Regression toward the mean involves outcomes that are at least partly due to chance. We begin with an example of a task that is entirely chance: Imagine an experiment in which a group of 25 people each predicted the outcomes of flips of a fair coin. For each subject in the experiment, a coin is flipped 12 times and the subject predicts the outcome of each flip. Figure 1 shows the results of a simulation of this "experiment." Although most subjects were correct from 5 to 8 times out of 12, one simulated subject was correct 10 times. Clearly, this subject was very lucky and probably would not do as well if he or she performed the task a second time. In fact, the best prediction of the number of times this subject would be correct on the retest is 6, since the probability of being correct on a given trial is 0.5 and there are 12 trials.

Figure 1. Histogram of results of a simulated experiment.

More technically, the best prediction for the subject's result on the retest is the mean of the binomial distribution with N = 12 and p = 0.50. This distribution is shown in Figure 2 and has a mean of 6.

Figure 2. Binomial Distribution for N = 12 and p = .50.

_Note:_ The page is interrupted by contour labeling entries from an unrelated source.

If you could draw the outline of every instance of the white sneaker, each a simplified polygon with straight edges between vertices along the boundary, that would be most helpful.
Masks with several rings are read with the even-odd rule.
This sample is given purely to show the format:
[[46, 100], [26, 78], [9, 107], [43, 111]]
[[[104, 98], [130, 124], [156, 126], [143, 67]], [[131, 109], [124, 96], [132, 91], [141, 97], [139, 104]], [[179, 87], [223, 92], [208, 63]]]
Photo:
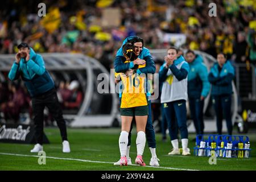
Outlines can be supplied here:
[[188, 148], [182, 150], [182, 155], [191, 155], [190, 154], [190, 149]]
[[179, 155], [180, 154], [180, 150], [179, 148], [174, 148], [171, 152], [168, 153], [168, 155]]
[[62, 142], [62, 145], [63, 146], [63, 148], [62, 151], [64, 153], [69, 153], [70, 152], [70, 147], [69, 147], [69, 143], [67, 140], [64, 140]]
[[158, 167], [159, 166], [159, 163], [158, 163], [159, 161], [160, 161], [160, 160], [156, 157], [151, 158], [150, 165], [151, 166]]
[[39, 151], [43, 151], [43, 146], [39, 143], [35, 145], [33, 149], [30, 151], [30, 152], [38, 153]]
[[[119, 159], [119, 160], [115, 163], [114, 163], [114, 166], [120, 166], [120, 159]], [[131, 158], [129, 158], [127, 159], [127, 165], [131, 165]]]

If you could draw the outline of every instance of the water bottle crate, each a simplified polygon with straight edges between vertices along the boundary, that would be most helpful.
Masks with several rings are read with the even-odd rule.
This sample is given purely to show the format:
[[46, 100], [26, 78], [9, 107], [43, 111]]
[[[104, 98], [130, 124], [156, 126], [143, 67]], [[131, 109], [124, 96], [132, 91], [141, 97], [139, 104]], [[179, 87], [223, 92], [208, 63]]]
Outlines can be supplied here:
[[197, 135], [194, 155], [199, 156], [248, 158], [249, 138], [245, 135]]

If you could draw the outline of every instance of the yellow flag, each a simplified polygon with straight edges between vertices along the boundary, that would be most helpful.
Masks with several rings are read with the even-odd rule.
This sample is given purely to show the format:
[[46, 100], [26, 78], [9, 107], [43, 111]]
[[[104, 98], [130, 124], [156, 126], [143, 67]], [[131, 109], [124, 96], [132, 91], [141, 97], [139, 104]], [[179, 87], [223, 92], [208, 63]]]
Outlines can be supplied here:
[[111, 35], [106, 32], [97, 32], [95, 34], [95, 39], [101, 41], [108, 41], [111, 39]]
[[100, 0], [96, 3], [97, 7], [106, 7], [110, 6], [114, 0]]
[[256, 20], [250, 21], [249, 22], [249, 27], [256, 31]]
[[49, 34], [52, 34], [59, 28], [61, 23], [60, 13], [59, 9], [56, 7], [51, 10], [40, 23]]
[[0, 23], [0, 38], [4, 38], [7, 34], [7, 22], [4, 21], [3, 23]]
[[188, 18], [188, 24], [189, 26], [192, 26], [195, 24], [199, 24], [199, 21], [196, 17], [190, 16]]

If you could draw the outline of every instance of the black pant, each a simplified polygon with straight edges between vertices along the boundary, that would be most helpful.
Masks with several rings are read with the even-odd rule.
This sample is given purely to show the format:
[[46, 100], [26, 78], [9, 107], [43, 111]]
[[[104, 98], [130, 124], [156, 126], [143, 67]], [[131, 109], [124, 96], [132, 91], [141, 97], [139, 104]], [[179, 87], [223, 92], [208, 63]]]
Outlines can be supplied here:
[[204, 101], [201, 101], [200, 98], [189, 98], [189, 109], [191, 117], [194, 122], [196, 134], [204, 134]]
[[66, 123], [63, 118], [61, 107], [57, 97], [55, 89], [32, 98], [32, 108], [35, 126], [35, 136], [37, 143], [43, 144], [44, 127], [44, 109], [45, 106], [56, 121], [60, 129], [62, 140], [67, 140]]
[[218, 134], [222, 134], [222, 119], [226, 119], [229, 135], [232, 134], [232, 121], [231, 115], [231, 95], [212, 96], [213, 104], [216, 113]]

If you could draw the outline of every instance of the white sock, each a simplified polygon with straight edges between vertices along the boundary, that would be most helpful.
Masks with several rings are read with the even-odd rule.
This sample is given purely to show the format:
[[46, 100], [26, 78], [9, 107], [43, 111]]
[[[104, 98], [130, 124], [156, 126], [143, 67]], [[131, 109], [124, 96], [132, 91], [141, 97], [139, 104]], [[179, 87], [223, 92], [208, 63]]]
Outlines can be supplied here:
[[188, 139], [187, 138], [181, 139], [182, 150], [188, 148]]
[[119, 149], [121, 156], [125, 156], [126, 154], [127, 144], [128, 143], [129, 133], [126, 131], [122, 131], [119, 136]]
[[150, 152], [152, 158], [156, 158], [156, 154], [155, 152], [155, 148], [150, 147]]
[[177, 139], [176, 139], [175, 140], [172, 140], [171, 141], [172, 144], [172, 147], [174, 147], [174, 149], [178, 149], [179, 148], [179, 141]]
[[137, 147], [137, 155], [142, 155], [144, 152], [144, 148], [146, 145], [146, 135], [145, 133], [139, 131], [137, 133], [137, 138], [136, 139], [136, 146]]
[[127, 146], [126, 148], [126, 158], [128, 159], [129, 158], [129, 153], [130, 153], [130, 147], [131, 146]]

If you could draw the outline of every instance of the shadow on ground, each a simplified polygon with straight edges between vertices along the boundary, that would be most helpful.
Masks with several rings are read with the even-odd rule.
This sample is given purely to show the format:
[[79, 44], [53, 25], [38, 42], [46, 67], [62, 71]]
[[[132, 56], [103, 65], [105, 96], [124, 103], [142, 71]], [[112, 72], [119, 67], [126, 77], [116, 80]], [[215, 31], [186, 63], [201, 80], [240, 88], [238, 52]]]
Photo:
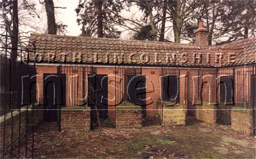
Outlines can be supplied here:
[[35, 133], [40, 158], [255, 158], [255, 136], [190, 119], [186, 126], [58, 131], [44, 123]]

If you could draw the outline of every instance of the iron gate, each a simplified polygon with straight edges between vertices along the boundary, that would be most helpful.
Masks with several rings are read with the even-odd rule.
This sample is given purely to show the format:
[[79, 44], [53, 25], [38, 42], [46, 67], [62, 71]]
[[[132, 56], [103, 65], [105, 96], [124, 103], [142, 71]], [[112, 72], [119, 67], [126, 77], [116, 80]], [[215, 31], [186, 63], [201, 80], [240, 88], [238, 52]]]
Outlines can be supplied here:
[[63, 89], [65, 90], [66, 98], [64, 105], [60, 106], [58, 109], [58, 124], [60, 130], [61, 107], [86, 106], [91, 108], [90, 127], [91, 130], [93, 129], [97, 123], [96, 67], [87, 66], [60, 65], [57, 68], [57, 73], [59, 77], [64, 75], [66, 77], [65, 82], [63, 86], [65, 86]]
[[[36, 70], [35, 63], [28, 64], [28, 58], [35, 53], [35, 46], [23, 42], [18, 43], [17, 48], [10, 47], [8, 41], [14, 37], [6, 30], [0, 35], [4, 38], [1, 39], [0, 51], [5, 53], [0, 55], [0, 156], [33, 158], [36, 81], [32, 77]], [[20, 61], [11, 61], [8, 57], [14, 50], [20, 54]]]
[[[115, 87], [115, 105], [137, 105], [142, 107], [142, 116], [146, 116], [145, 76], [142, 75], [142, 67], [115, 67], [116, 77], [121, 79]], [[116, 81], [119, 81], [116, 79]], [[137, 89], [137, 88], [140, 88]], [[123, 94], [122, 94], [123, 93]]]
[[[256, 69], [256, 68], [255, 69]], [[254, 72], [254, 71], [253, 72]], [[251, 78], [251, 107], [253, 109], [253, 135], [256, 135], [256, 75], [255, 74], [252, 75]]]

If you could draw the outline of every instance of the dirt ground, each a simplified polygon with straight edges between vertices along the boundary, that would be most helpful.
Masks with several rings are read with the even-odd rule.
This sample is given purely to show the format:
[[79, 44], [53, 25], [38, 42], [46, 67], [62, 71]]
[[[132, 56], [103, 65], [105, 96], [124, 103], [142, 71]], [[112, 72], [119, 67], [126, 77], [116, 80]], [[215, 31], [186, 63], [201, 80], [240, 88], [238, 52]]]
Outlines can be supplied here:
[[35, 130], [34, 157], [255, 158], [255, 136], [235, 132], [228, 126], [195, 120], [187, 123], [59, 132], [55, 123], [45, 122]]

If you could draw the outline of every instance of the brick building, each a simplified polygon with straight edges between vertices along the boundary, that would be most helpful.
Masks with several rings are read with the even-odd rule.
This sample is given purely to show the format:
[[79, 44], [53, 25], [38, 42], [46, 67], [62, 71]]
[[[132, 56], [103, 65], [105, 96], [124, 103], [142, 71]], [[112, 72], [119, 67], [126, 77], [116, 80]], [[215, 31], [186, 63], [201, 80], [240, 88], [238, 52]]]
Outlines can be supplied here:
[[[58, 98], [62, 109], [70, 110], [96, 103], [100, 117], [109, 118], [120, 127], [116, 121], [120, 118], [116, 115], [122, 114], [119, 111], [129, 114], [126, 120], [122, 118], [129, 127], [138, 124], [128, 123], [131, 114], [117, 109], [123, 106], [132, 110], [132, 114], [142, 112], [142, 118], [160, 115], [165, 124], [185, 124], [186, 116], [196, 116], [251, 134], [255, 128], [256, 39], [209, 46], [208, 31], [201, 23], [195, 31], [195, 44], [32, 34], [29, 41], [35, 43], [35, 52], [29, 59], [36, 62], [38, 102], [48, 103], [42, 106], [45, 108], [49, 103], [56, 105]], [[62, 84], [56, 84], [59, 80]], [[55, 84], [55, 89], [47, 89], [50, 83]], [[134, 105], [142, 110], [128, 107]], [[58, 114], [65, 127], [76, 127], [72, 124], [79, 120], [88, 127], [87, 113], [90, 111], [91, 116], [91, 110], [44, 116]], [[86, 119], [72, 117], [84, 113]]]

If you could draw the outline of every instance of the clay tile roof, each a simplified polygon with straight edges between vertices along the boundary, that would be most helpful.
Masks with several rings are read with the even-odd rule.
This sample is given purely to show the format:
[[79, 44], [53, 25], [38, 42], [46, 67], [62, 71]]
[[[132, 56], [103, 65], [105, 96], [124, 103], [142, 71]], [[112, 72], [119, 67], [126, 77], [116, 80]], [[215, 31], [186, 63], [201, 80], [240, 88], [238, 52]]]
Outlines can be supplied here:
[[[61, 53], [68, 54], [67, 62], [73, 61], [74, 55], [81, 53], [83, 63], [94, 63], [96, 62], [94, 60], [96, 54], [98, 61], [104, 63], [107, 62], [106, 54], [108, 54], [110, 64], [119, 63], [116, 60], [117, 57], [122, 58], [124, 64], [211, 66], [234, 64], [228, 62], [231, 55], [235, 58], [235, 64], [255, 62], [256, 40], [255, 38], [252, 38], [220, 46], [202, 49], [194, 44], [119, 39], [37, 34], [31, 34], [29, 38], [29, 41], [35, 43], [36, 53], [43, 54], [46, 61], [48, 60], [49, 53], [55, 55], [55, 61], [57, 62], [62, 59]], [[160, 62], [155, 62], [156, 55]], [[215, 63], [216, 55], [222, 56], [220, 58], [222, 62]], [[30, 55], [32, 60], [34, 55]], [[201, 63], [195, 58], [200, 56]], [[172, 57], [176, 58], [175, 61], [166, 60]], [[208, 57], [210, 57], [209, 62]], [[149, 61], [146, 62], [148, 59]]]

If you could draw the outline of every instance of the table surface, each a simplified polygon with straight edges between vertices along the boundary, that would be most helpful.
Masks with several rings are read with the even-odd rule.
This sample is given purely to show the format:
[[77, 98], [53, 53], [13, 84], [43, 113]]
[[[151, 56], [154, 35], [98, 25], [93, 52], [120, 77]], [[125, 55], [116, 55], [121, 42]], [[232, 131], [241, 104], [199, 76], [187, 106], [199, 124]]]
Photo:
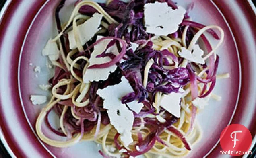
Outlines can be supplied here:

The point here is that no matter how many coin flips a subject predicted correctly, the best prediction of their score on a retest is 6.

Now we consider a test we will call "Test A" that is partly chance and partly skill: Instead of predicting the outcomes of 12 coin flips, each subject predicts the outcomes of 6 coin flips and answers 6 true/false questions about world history. Assume that the mean score on the 6 history questions is 4. A subject's score on Test A has a large chance component but also depends on history knowledge. If a subject scored very high on this test (such as a score of 10/12), it is likely that they did well on both the history questions and the coin flips. If this subject is then given a second test (Test B) that also included coin predictions and history questions, their knowledge of history would be helpful and they would again be expected to score above the mean. However, since their high performance on the coin portion of Test A would not be predictive of their coin performance on Test B, they would not be expected to fare as well on Test B as on Test A. Therefore, the best prediction of their score on Test B would be somewhere between their score on Test A and the mean of Test B. This tendency of subjects with high values on a measure that includes chance and skill to score closer to the mean on a retest is called "regression toward the mean."

The essence of the regression-toward-the-mean phenomenon is that people with high scores tend to be above average in skill and in luck and that only the skill portion is relevant to future performance. Similarly, people with low scores tend to be below average in skill and luck, and their bad luck is not relevant to future performance. This does not mean that all people who score high have above average luck. However, on average they do.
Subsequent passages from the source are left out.